It has been seriously difficult to move this blog from the free WordPress.com site to its new home at poorkitteh.com (running on WordPress.org)
WordPress copied all 435 posts without a hitch. I didn’t lose any posts. Baruch Hashem. Thank God.
Jetpack changed the author on every post to Rivka.
Those are the good things.
Not so good:
Different user names and passwords for WP.com and WP.org
All my comments are still under my old name.
I think I have two Gravatar accounts now. Not sure.
I need to manually change the copyright info on 435 posts.
Really not good:
WordPress.org does not connect to the Reader.
This means that I am in the same playing field as infinity-number “business-entrepreneurs” as exist on the World Wide Web. That’s bad. I’m not prepared for that yet. I don’t know how to keep my 350 followers and to be available to new ones. It’s complicated.
But I am building a social media network.
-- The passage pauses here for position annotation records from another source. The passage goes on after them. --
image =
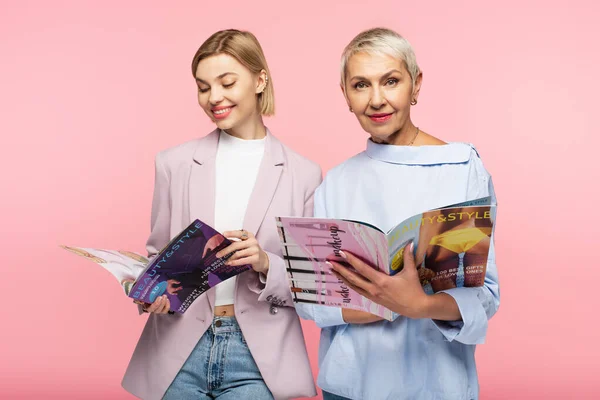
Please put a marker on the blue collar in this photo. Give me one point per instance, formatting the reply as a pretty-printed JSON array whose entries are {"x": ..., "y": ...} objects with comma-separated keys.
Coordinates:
[{"x": 451, "y": 153}]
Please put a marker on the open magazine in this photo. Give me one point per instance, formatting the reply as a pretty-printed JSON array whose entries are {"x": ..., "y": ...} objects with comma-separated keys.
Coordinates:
[
  {"x": 451, "y": 250},
  {"x": 183, "y": 270}
]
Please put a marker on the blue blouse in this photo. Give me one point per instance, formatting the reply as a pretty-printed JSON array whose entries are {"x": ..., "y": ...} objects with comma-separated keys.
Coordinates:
[{"x": 420, "y": 359}]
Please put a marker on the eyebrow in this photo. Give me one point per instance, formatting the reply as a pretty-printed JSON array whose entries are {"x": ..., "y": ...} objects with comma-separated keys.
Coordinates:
[
  {"x": 223, "y": 75},
  {"x": 385, "y": 76}
]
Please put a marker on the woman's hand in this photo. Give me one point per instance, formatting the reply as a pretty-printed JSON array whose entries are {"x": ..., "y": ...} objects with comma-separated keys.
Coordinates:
[
  {"x": 212, "y": 244},
  {"x": 161, "y": 305},
  {"x": 246, "y": 251},
  {"x": 401, "y": 293},
  {"x": 173, "y": 286},
  {"x": 351, "y": 316}
]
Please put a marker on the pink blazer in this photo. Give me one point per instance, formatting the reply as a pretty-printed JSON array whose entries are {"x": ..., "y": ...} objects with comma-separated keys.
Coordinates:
[{"x": 185, "y": 190}]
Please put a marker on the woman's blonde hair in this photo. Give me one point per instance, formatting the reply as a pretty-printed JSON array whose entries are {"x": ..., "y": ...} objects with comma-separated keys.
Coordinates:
[
  {"x": 381, "y": 41},
  {"x": 244, "y": 47}
]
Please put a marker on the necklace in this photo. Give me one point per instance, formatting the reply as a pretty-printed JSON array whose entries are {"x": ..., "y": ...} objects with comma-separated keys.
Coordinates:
[{"x": 416, "y": 134}]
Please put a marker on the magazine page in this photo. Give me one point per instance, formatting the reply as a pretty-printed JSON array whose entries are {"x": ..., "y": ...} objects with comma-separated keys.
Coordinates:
[
  {"x": 451, "y": 245},
  {"x": 308, "y": 243},
  {"x": 125, "y": 266},
  {"x": 186, "y": 268}
]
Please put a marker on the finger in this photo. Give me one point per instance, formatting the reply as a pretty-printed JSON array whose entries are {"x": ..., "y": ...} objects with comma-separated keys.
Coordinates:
[
  {"x": 166, "y": 305},
  {"x": 233, "y": 248},
  {"x": 409, "y": 258},
  {"x": 242, "y": 254},
  {"x": 238, "y": 234},
  {"x": 353, "y": 278},
  {"x": 155, "y": 306},
  {"x": 362, "y": 267},
  {"x": 356, "y": 289},
  {"x": 243, "y": 261}
]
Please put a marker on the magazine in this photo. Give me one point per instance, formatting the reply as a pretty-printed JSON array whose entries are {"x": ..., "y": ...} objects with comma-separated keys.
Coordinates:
[
  {"x": 183, "y": 270},
  {"x": 451, "y": 247}
]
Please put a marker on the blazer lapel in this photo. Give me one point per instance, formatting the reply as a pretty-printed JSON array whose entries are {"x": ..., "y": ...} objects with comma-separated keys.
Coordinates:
[
  {"x": 267, "y": 180},
  {"x": 202, "y": 188}
]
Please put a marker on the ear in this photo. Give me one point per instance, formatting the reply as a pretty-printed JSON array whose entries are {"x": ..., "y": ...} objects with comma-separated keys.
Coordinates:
[
  {"x": 262, "y": 81},
  {"x": 417, "y": 87}
]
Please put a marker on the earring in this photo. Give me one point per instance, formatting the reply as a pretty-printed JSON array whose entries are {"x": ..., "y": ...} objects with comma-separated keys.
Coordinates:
[{"x": 265, "y": 87}]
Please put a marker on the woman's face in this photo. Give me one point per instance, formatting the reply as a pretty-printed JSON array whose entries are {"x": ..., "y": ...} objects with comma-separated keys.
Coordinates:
[
  {"x": 227, "y": 91},
  {"x": 379, "y": 90}
]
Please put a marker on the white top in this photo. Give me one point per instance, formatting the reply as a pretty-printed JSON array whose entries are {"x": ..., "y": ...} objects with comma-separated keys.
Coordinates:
[{"x": 237, "y": 165}]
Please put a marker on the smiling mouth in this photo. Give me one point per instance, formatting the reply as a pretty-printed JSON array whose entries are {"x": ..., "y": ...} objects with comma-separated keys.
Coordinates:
[
  {"x": 380, "y": 118},
  {"x": 222, "y": 112}
]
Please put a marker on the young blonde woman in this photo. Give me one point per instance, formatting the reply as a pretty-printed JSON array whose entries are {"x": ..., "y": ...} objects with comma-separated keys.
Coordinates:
[
  {"x": 241, "y": 339},
  {"x": 429, "y": 351}
]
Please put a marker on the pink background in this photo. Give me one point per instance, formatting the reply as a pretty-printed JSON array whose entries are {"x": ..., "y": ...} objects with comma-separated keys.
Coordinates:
[{"x": 90, "y": 92}]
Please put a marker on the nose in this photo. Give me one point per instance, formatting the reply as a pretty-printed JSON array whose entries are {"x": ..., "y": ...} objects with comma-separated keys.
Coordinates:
[
  {"x": 216, "y": 95},
  {"x": 377, "y": 98}
]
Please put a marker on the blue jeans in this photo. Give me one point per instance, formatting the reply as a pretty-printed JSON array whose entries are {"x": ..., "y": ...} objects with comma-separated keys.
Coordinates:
[
  {"x": 220, "y": 367},
  {"x": 331, "y": 396}
]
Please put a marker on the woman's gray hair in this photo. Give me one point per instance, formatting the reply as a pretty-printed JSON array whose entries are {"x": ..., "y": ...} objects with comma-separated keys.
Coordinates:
[{"x": 381, "y": 41}]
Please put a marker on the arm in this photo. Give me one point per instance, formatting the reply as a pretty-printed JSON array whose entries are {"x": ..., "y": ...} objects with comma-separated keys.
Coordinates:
[
  {"x": 160, "y": 222},
  {"x": 475, "y": 306}
]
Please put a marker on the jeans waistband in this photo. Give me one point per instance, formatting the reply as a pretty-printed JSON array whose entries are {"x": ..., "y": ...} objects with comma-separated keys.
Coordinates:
[{"x": 224, "y": 324}]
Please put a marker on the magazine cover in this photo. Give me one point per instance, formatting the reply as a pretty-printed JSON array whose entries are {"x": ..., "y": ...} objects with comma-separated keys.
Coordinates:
[
  {"x": 182, "y": 270},
  {"x": 451, "y": 250}
]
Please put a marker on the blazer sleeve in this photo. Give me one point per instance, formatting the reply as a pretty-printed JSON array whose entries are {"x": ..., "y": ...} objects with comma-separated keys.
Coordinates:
[
  {"x": 160, "y": 218},
  {"x": 276, "y": 287}
]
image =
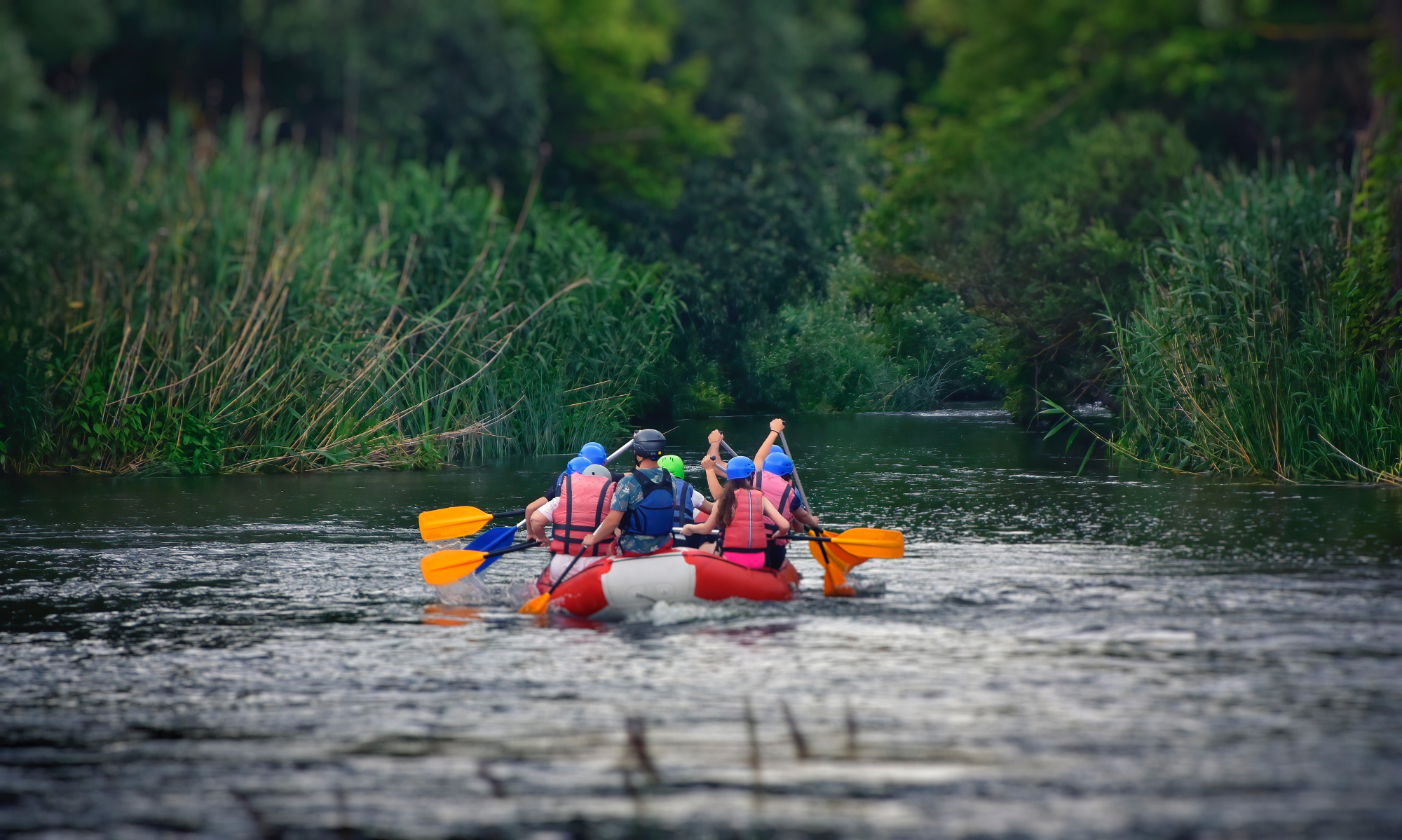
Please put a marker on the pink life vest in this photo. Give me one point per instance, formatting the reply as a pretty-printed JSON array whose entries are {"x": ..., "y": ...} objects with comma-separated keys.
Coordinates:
[
  {"x": 747, "y": 530},
  {"x": 584, "y": 503},
  {"x": 780, "y": 495}
]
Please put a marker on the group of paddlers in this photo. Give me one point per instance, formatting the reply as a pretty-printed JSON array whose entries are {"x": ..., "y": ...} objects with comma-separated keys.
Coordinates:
[{"x": 595, "y": 511}]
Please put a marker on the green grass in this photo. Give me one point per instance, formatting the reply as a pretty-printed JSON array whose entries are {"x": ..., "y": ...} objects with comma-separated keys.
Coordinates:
[
  {"x": 1237, "y": 359},
  {"x": 252, "y": 307}
]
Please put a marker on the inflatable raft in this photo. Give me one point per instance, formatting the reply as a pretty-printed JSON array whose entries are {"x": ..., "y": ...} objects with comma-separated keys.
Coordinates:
[{"x": 615, "y": 587}]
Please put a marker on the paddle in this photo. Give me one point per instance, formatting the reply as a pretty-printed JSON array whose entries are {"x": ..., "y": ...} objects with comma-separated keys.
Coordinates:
[
  {"x": 493, "y": 539},
  {"x": 863, "y": 544},
  {"x": 445, "y": 567},
  {"x": 455, "y": 523},
  {"x": 539, "y": 604},
  {"x": 835, "y": 580}
]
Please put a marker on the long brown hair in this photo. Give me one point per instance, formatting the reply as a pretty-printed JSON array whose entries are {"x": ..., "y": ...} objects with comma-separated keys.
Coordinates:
[{"x": 726, "y": 504}]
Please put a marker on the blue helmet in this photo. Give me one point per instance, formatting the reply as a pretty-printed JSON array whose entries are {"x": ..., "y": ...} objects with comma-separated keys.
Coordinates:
[
  {"x": 779, "y": 464},
  {"x": 595, "y": 453},
  {"x": 740, "y": 468}
]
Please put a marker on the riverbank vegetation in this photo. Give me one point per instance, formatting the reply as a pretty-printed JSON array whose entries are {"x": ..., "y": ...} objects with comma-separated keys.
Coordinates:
[{"x": 287, "y": 235}]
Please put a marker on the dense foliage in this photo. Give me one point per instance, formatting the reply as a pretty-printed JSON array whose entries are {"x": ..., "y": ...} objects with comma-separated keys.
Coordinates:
[
  {"x": 1239, "y": 359},
  {"x": 818, "y": 205},
  {"x": 266, "y": 308}
]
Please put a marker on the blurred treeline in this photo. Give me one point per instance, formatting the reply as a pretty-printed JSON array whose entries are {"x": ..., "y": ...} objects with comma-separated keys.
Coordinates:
[{"x": 831, "y": 205}]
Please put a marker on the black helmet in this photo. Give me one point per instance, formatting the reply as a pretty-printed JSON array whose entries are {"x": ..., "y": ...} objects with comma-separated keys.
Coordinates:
[{"x": 650, "y": 443}]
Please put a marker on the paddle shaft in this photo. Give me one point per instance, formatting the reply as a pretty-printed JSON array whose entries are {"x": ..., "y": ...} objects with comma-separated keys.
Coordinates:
[
  {"x": 491, "y": 556},
  {"x": 803, "y": 496}
]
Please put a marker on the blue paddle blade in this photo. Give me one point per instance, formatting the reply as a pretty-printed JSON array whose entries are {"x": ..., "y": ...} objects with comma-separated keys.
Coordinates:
[{"x": 493, "y": 539}]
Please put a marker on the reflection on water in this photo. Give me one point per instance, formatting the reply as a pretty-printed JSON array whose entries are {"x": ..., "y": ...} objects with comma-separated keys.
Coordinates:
[{"x": 1117, "y": 654}]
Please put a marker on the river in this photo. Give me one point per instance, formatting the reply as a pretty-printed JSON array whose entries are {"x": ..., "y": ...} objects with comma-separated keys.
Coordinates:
[{"x": 1118, "y": 654}]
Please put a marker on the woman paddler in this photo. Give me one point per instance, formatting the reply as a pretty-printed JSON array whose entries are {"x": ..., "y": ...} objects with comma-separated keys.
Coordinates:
[
  {"x": 594, "y": 453},
  {"x": 574, "y": 513},
  {"x": 776, "y": 481},
  {"x": 740, "y": 513}
]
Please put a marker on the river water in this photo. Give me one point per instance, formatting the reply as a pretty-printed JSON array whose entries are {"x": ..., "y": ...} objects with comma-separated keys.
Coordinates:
[{"x": 1122, "y": 654}]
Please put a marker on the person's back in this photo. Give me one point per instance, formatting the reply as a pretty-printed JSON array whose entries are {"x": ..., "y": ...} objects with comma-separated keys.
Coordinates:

I got Facebook up and running. (Yeah me.) That was no small feat because I had to remember that I am trying to build/create an anonymous alterego. [Rivka Poorkitteh] I have to remember not to like any people, places or things that would connect an employer, a family member or a random searcher to my RealName Facebook page.
This would be simpler if I weren’t trying to protect my parents. I would still feel more comfortable if I just threw caution to the wind and put myself out there. I had a nervous breakdown. I survived suicide. I am possibly codependent. (Okay, writing that makes me uncomfortable.) I still have imaginary conversations with David-the-Narcissist.
It’s terrible that I do that. He doesn’t think about me ever. If he accidentally gets reminded of me, he probably thinks, “Oh, what a rapist.”
Why do I still spend so much energy talking to that man? (while maintaining No Contact in the real world!)